Those who resist American technopoly are people -
who pay no attention to a poll unless they know what questions were asked and why;
who refuse to accept efficiency as the pre-eminent goal of human relations;
who have freed themselves from the belief in the magical power of numbers, do not regard calculation as an adequate substitute for judgment, or precision as an synonym for truth;
who refuse to allow psychology or any "social science" to pre-empt the language and thought of common sense;
who are, at least, suspicious of the idea of progress, and who do not confuse information with understanding;
who do not regard the aged as irrelevant;
who take seriously the meaning of family loyalty and honour, and who, when they "reach out and touch someone" expect that person to be in the same room;
who take the great narratives of religion seriously and who do not believe science is the only system of thought capable of producing truth;
who know the difference between the sacred and the profane, and who do not wink at tradition for modernity's sake;
who admire technological ingenuity but do not think it represents the highest possible form of human achievement.

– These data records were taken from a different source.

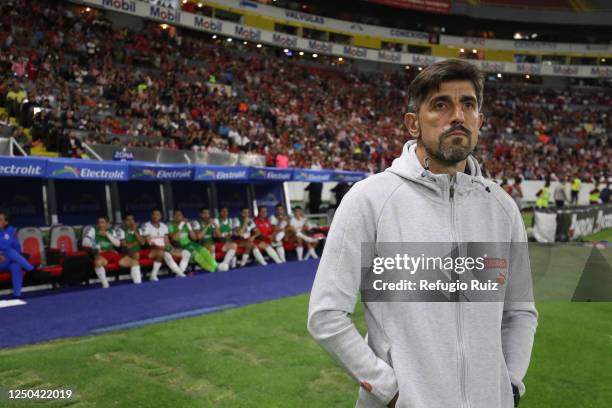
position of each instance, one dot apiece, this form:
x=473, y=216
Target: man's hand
x=393, y=401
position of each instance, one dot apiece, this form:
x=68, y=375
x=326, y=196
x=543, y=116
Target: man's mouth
x=457, y=133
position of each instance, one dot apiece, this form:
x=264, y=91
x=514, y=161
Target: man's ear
x=411, y=121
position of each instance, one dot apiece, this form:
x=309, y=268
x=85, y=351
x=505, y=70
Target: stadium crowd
x=71, y=78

A resistance fighter understands that technology must never be accepted as part of the natural order of things, that every technology - from an IQ test to an automobile to a television set to a computer - is a product of a particular economic and political context and carries with it a program, an agenda, and a philosophy that may or may not be life-enhancing and that therefore require scrutiny, criticism and control. In short, a technological resistance fighter maintains an epistemological and psychic distance from any technology, so that it always appears somewhat strange, never inevitable, never natural.